Rational economic man – self-absorbed, calculating, maximising – is recognisably a male stereotype. Many economists have given an evolutionary account of why it makes sense to use this character as the centrepiece of their models. They claim that rational economic man predominates because he would triumph in the survival of the fittest. I have always been sceptical of this explanation. I suspect that rational economic man would die out because no one would want to mate with him.

Many students are repelled by the caricature of human behaviour that is rational economic man. And women more so than men. Your teachers insist there is no difference between the nature of male and female intelligence but most people know this is not true – and there is increasing scientific support for their beliefs. You should read Simon Baron-Cohen’s new book The Essential Difference: his thesis is that the female brain is predominantly hard-wired for empathy, the male brain for understanding and building systems. If that argument is correct, it becomes easier to understand why more female students than male are drawn towards the social sciences.

But, among those who are attracted, women tend to do sociology and psychology and men economics. It takes a peculiar kind of personality to be interested in human behaviour but to have that interest satisfied by mathematical modelling. And that peculiar personality is more often found among men than women.

Some argue that we need feminist economics. At first sight this sounds as silly as the idea that we need feminist physics but it is not quite as silly. The speed of light ought to be the same whether it is measured by a man or a woman. Many economists imagine that they are searching for fundamental empirical truths about the world, like physicists measuring the speed of light. But more thoughtful economists realise that interpreting social phenomena is very different. There are many contrasting but valid perspectives. There can be no single explanation of how events such as the recent stock market bubble came into being. Any satisfactory account will want to draw not only on a variety of economic models but also on insights from psychology – and even literature and epidemiology.
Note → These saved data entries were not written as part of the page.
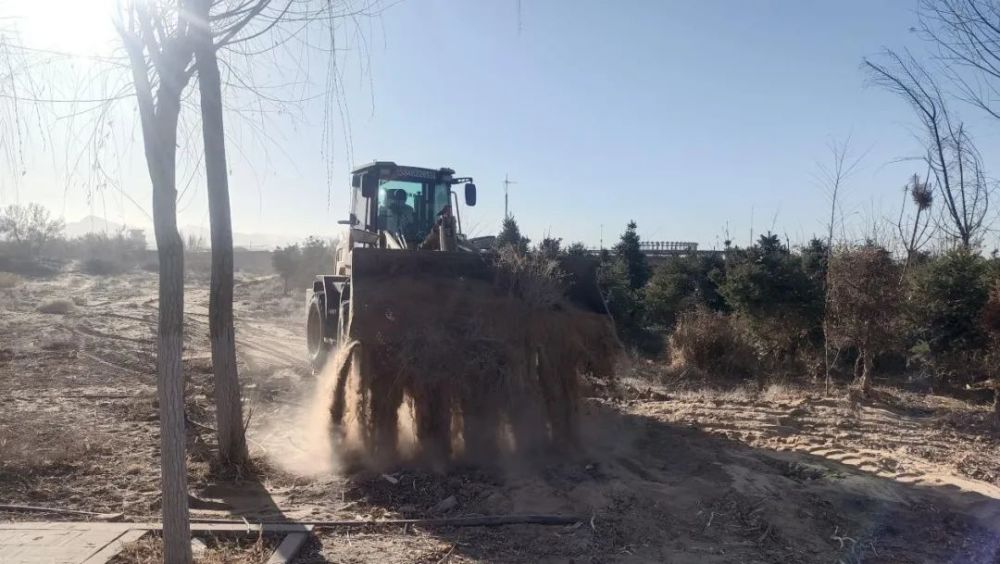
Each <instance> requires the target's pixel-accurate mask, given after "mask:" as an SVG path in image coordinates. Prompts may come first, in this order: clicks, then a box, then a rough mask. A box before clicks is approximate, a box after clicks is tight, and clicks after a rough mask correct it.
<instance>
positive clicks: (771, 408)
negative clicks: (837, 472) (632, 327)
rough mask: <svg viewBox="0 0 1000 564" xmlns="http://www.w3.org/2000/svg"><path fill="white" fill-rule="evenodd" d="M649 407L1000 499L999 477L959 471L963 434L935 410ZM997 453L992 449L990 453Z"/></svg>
mask: <svg viewBox="0 0 1000 564" xmlns="http://www.w3.org/2000/svg"><path fill="white" fill-rule="evenodd" d="M642 409H643V410H644V411H646V412H651V413H655V414H656V415H657V416H658V417H660V418H664V419H667V420H670V421H674V422H680V423H685V424H688V425H690V426H693V427H698V428H700V429H702V430H704V431H707V432H709V433H712V434H715V435H720V436H724V437H727V438H730V439H735V440H739V441H742V442H745V443H748V444H750V445H752V446H759V447H766V448H769V449H773V450H777V451H794V452H801V453H805V454H809V455H813V456H819V457H823V458H826V459H829V460H832V461H835V462H838V463H841V464H845V465H847V466H851V467H854V468H856V469H858V470H861V471H863V472H866V473H869V474H873V475H875V476H878V477H880V478H886V479H891V480H894V481H898V482H901V483H904V484H912V485H927V486H953V487H956V488H958V489H959V490H963V491H975V492H977V493H981V494H983V495H987V496H989V497H992V498H995V499H1000V487H997V486H998V484H996V483H989V482H988V481H980V480H976V479H974V478H971V477H963V476H960V475H959V474H961V472H960V471H959V470H958V469H957V468H956V465H955V464H954V461H953V458H952V453H954V452H955V449H956V447H960V446H962V445H958V444H956V439H957V437H954V436H952V433H949V432H948V430H947V429H942V428H941V427H940V426H939V424H938V423H939V422H938V419H937V418H933V417H926V416H925V417H913V416H907V415H902V414H896V413H893V412H891V411H889V410H886V409H881V408H876V407H868V406H861V407H860V408H851V407H850V406H847V405H841V404H836V403H833V402H831V401H829V400H796V401H787V402H763V401H759V402H740V401H728V402H720V401H713V400H704V399H671V400H667V401H663V402H650V403H647V404H646V405H644V406H643V407H642ZM966 446H969V447H971V448H970V451H969V454H976V451H978V456H981V457H982V458H983V463H984V464H989V460H993V461H994V464H995V461H996V460H1000V445H998V444H997V442H996V441H993V444H992V445H989V444H986V445H981V446H980V447H979V448H975V447H973V446H972V445H966ZM991 452H992V453H993V454H992V456H991V455H990V453H991Z"/></svg>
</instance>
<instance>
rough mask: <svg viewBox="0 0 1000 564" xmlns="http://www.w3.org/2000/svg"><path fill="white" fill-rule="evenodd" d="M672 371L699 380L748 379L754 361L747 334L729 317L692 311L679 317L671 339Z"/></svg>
mask: <svg viewBox="0 0 1000 564" xmlns="http://www.w3.org/2000/svg"><path fill="white" fill-rule="evenodd" d="M670 355H671V367H672V368H673V369H675V370H686V371H688V372H689V373H693V374H694V375H696V376H698V377H700V378H739V379H744V378H750V377H752V376H753V375H754V373H755V372H756V364H757V357H756V351H755V350H754V348H753V345H752V344H751V342H750V340H749V339H748V338H747V336H746V332H745V331H744V330H743V329H742V328H741V327H739V326H738V325H737V324H736V323H735V321H734V319H733V318H732V317H729V316H725V315H721V314H718V313H714V312H710V311H707V310H695V311H691V312H687V313H685V314H683V315H681V317H680V319H679V320H678V322H677V327H676V328H675V329H674V332H673V334H671V336H670Z"/></svg>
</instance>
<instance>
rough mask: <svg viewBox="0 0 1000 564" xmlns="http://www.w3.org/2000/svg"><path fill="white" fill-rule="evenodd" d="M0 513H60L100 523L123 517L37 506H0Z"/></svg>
mask: <svg viewBox="0 0 1000 564" xmlns="http://www.w3.org/2000/svg"><path fill="white" fill-rule="evenodd" d="M0 511H28V512H34V513H61V514H63V515H86V516H88V517H93V518H95V519H98V520H101V521H119V520H121V519H122V518H123V517H125V514H124V513H96V512H94V511H81V510H79V509H62V508H59V507H39V506H37V505H9V504H0Z"/></svg>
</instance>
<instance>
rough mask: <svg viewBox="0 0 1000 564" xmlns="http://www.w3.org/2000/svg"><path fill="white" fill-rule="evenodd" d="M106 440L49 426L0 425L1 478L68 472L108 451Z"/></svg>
mask: <svg viewBox="0 0 1000 564" xmlns="http://www.w3.org/2000/svg"><path fill="white" fill-rule="evenodd" d="M107 439H108V438H107V437H106V436H101V435H100V434H99V433H96V432H94V431H89V432H88V433H86V434H81V433H79V432H74V431H72V430H66V429H61V430H60V429H56V428H52V427H50V426H40V425H39V426H36V425H29V424H3V423H2V422H0V475H2V474H8V475H16V476H23V477H31V476H39V475H49V474H56V473H65V472H66V471H67V470H70V469H72V468H76V467H77V466H79V465H80V464H81V461H85V460H89V459H91V458H92V457H93V456H94V455H95V454H99V453H100V452H103V451H105V450H106V448H107V447H106V446H105V445H106V444H107V442H108V441H107Z"/></svg>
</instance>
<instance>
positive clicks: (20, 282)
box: [0, 272, 24, 290]
mask: <svg viewBox="0 0 1000 564" xmlns="http://www.w3.org/2000/svg"><path fill="white" fill-rule="evenodd" d="M23 282H24V278H21V277H20V276H18V275H17V274H14V273H13V272H0V290H9V289H11V288H15V287H17V286H20V285H21V283H23Z"/></svg>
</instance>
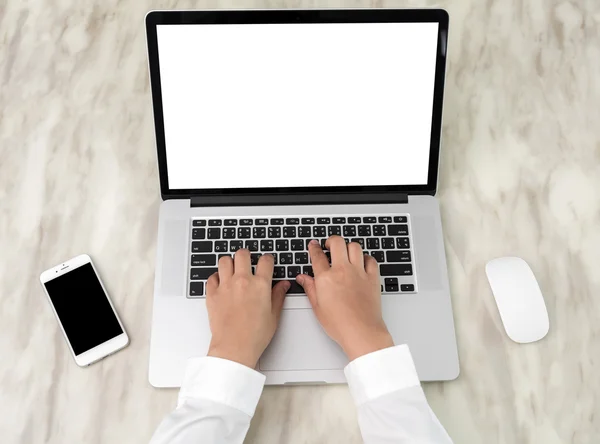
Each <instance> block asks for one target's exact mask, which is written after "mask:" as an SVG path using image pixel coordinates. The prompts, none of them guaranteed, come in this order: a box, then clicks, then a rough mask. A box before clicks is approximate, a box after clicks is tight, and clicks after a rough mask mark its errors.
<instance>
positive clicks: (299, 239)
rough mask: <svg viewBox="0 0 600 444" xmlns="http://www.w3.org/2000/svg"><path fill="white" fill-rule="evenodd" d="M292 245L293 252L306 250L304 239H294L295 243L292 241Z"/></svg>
mask: <svg viewBox="0 0 600 444" xmlns="http://www.w3.org/2000/svg"><path fill="white" fill-rule="evenodd" d="M309 242H310V241H309ZM291 245H292V251H302V250H304V241H303V240H302V239H294V240H293V241H291Z"/></svg>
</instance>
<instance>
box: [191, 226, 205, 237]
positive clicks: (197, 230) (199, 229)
mask: <svg viewBox="0 0 600 444" xmlns="http://www.w3.org/2000/svg"><path fill="white" fill-rule="evenodd" d="M205 238H206V228H194V229H192V239H205Z"/></svg>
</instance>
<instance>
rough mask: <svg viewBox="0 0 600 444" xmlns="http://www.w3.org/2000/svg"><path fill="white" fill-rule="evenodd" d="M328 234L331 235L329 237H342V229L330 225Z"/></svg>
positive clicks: (341, 227)
mask: <svg viewBox="0 0 600 444" xmlns="http://www.w3.org/2000/svg"><path fill="white" fill-rule="evenodd" d="M327 232H328V233H329V236H333V235H338V236H341V235H342V227H340V226H339V225H330V226H329V227H328V229H327Z"/></svg>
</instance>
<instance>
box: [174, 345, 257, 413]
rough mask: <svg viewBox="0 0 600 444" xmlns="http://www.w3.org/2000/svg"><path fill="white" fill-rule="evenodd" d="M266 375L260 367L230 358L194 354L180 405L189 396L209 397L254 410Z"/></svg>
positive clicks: (181, 388)
mask: <svg viewBox="0 0 600 444" xmlns="http://www.w3.org/2000/svg"><path fill="white" fill-rule="evenodd" d="M265 379H266V377H265V376H264V375H262V374H260V373H258V372H257V371H256V370H253V369H251V368H249V367H246V366H245V365H242V364H238V363H237V362H233V361H229V360H227V359H221V358H215V357H212V356H205V357H201V358H191V359H189V360H188V364H187V367H186V370H185V376H184V377H183V383H182V384H181V390H180V391H179V402H178V406H180V405H181V404H183V403H184V402H185V400H186V399H189V398H193V399H206V400H209V401H213V402H217V403H219V404H224V405H227V406H229V407H233V408H235V409H238V410H241V411H242V412H244V413H246V414H247V415H248V416H250V417H252V416H254V411H255V409H256V405H257V404H258V400H259V399H260V395H261V393H262V389H263V387H264V385H265Z"/></svg>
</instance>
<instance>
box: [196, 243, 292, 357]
mask: <svg viewBox="0 0 600 444" xmlns="http://www.w3.org/2000/svg"><path fill="white" fill-rule="evenodd" d="M273 263H274V260H273V256H271V255H270V254H264V255H262V256H261V257H260V259H259V261H258V264H257V266H256V275H254V276H253V275H252V268H251V265H250V252H249V251H248V250H238V251H237V252H236V253H235V257H234V259H232V258H231V257H229V256H223V257H222V258H221V259H219V272H218V273H215V274H213V275H212V276H211V277H210V278H209V279H208V282H207V283H206V308H207V310H208V321H209V323H210V330H211V332H212V339H211V341H210V346H209V348H208V356H214V357H217V358H223V359H229V360H230V361H235V362H239V363H240V364H243V365H246V366H248V367H250V368H254V367H256V363H257V362H258V358H260V356H261V355H262V353H263V352H264V351H265V349H266V348H267V345H269V342H271V339H272V338H273V335H274V334H275V330H276V329H277V324H278V322H279V316H280V314H281V308H282V307H283V301H284V298H285V293H286V292H287V291H288V290H289V288H290V283H289V282H288V281H282V282H279V283H278V284H277V285H275V287H273V289H271V282H272V278H273Z"/></svg>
I suspect economics will be more eclectic in the next 50 years than the last: the fixation of the profession with rational economic man will decline. Women should, therefore, be able to make a larger contribution in future than they have been allowed to make in the past and the subject will be richer for it. Perhaps you can help provide more empathy, and less system-building. It is encouraging that Gus O’Donnell, in his letter to the FT on Monday, has offered you a chance to do that in the Government Economic Service.